Robotic welding cell makes small-batch work faster

A flexible welding cell helps manufacturers to simplify production processes, cut down on storage and reduce reprogramming work.

Industrial Technologies

Conventional robotic welding systems are built for repeating the same job at scale and often struggle when designs change. Each new order for a different welded part requires engineers to manually rebuild and recalibrate jigs, which are fixtures that hold metal parts during welding, resulting in prolonged machine downtime and increased costs. Supported by the EU through Horizon Europe(opens in new window), IFD(opens in new window) and LMT(opens in new window), the FIT4Weld(opens in new window) project tackled this problem by creating a robotised welding cell built for flexibility rather than scale. Combining an intuitive software platform, a commercial robot and self-adjustable jigs mounted on hexapods (six-legged mechanical platforms), the system allows manufacturers to reconfigure production much faster than before.

How self-adjusting jigs save time on the factory floor

In traditional set-ups, every order means physically swapping jigs and realigning them to the robot. That process adds hours of downtime and forces workers to handle heavy fixtures. FIT4Weld’s innovation is that the jigs reconfigure themselves instead. Operators simply select the next preprogrammed set-up, and the robot moves the hexapods into position before resuming welding. As project coordinator, Laurent Marquis, explains: “The idea is not to change the jig between orders as it is traditionally done, but to have the jig to be self-adjusted. When we say self-adjusted, we mean that we use the robot to reposition the jig.” Once positioned, the robot picks up the welding gun and continues the process on the new parts without interruption. This approach eliminates the need to store dozens of physical jigs, reducing maintenance associated with transporting or readjusting them. The result is smoother operations and far less idle time between production runs.

A unified control interface makes automation accessible

One of FIT4Weld’s goals was to simplify programming so non-specialists could operate the system. Traditional robotic welding requires two separate programmes: one for the robot’s movements and another for the welding parameters. FIT4Weld keeps the two programmes in the background but allows operators to start both from one interface, while also adjusting the fixture for the next set-up without entering the robot programme. As Marquis notes: “The main idea is to gather the two programmes in one interface for the operator; the integration of the two is handled in the background, and each programme can be started at the same time.” Operators can prepare the next configuration in advance while the robot completes its current task, removing the need for specialist coding skills. This makes the system more accessible to smaller companies without in-house automation engineers.

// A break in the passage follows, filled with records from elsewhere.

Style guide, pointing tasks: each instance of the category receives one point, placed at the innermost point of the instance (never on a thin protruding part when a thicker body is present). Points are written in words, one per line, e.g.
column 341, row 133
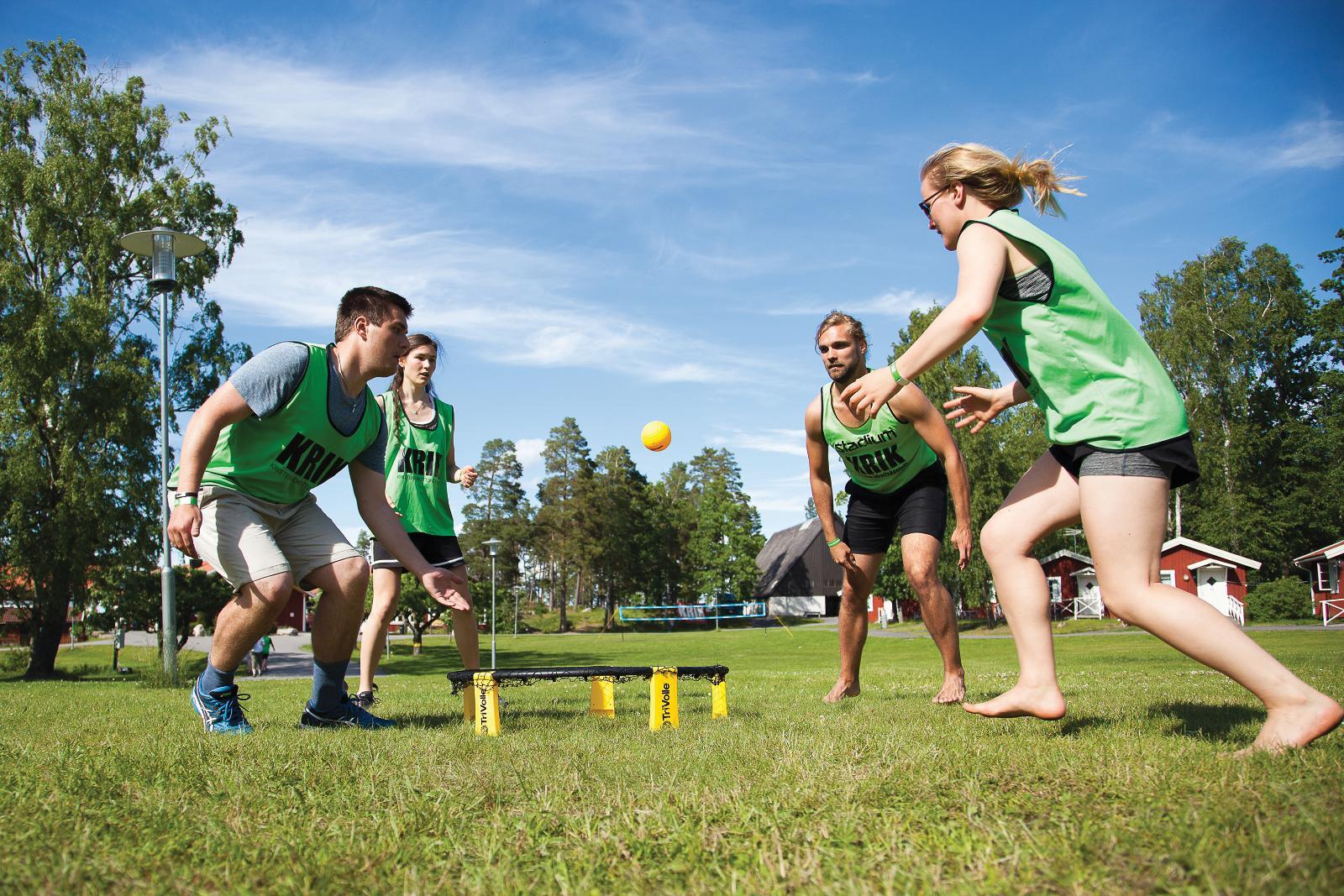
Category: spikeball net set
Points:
column 481, row 705
column 691, row 611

Tested, validated and ready for adoption

The FIT4Weld cell was installed and tested at an industrial furniture manufacturer, where it proved reliable across parts of different sizes. Operators appreciated the shorter set-up times and reduced physical handling. As Marquis reports: “The operators are happy with the process as they are now switching easily between parts without having the issue of changing the jig mechanically.” Alongside the installation at the industrial furniture manufacturer, the team also demonstrated the system to several companies in the metal industry, with one of them already adopting the technology. The partners now plan to expand its use to other processes such as laser cutting, spot welding and assembly, showing how flexible automation can reshape manufacturing beyond welding, and building on the market interest already shown by metal manufacturers needing faster changeovers. The consortium brought together Flex Hex ApS, the University of Southern Denmark (SDU) and LT Technologies UAB, co-funded by the EU through Horizon Europe, the Danish Innovation Fund (IFD) and the Research Council of Lithuania (LMT).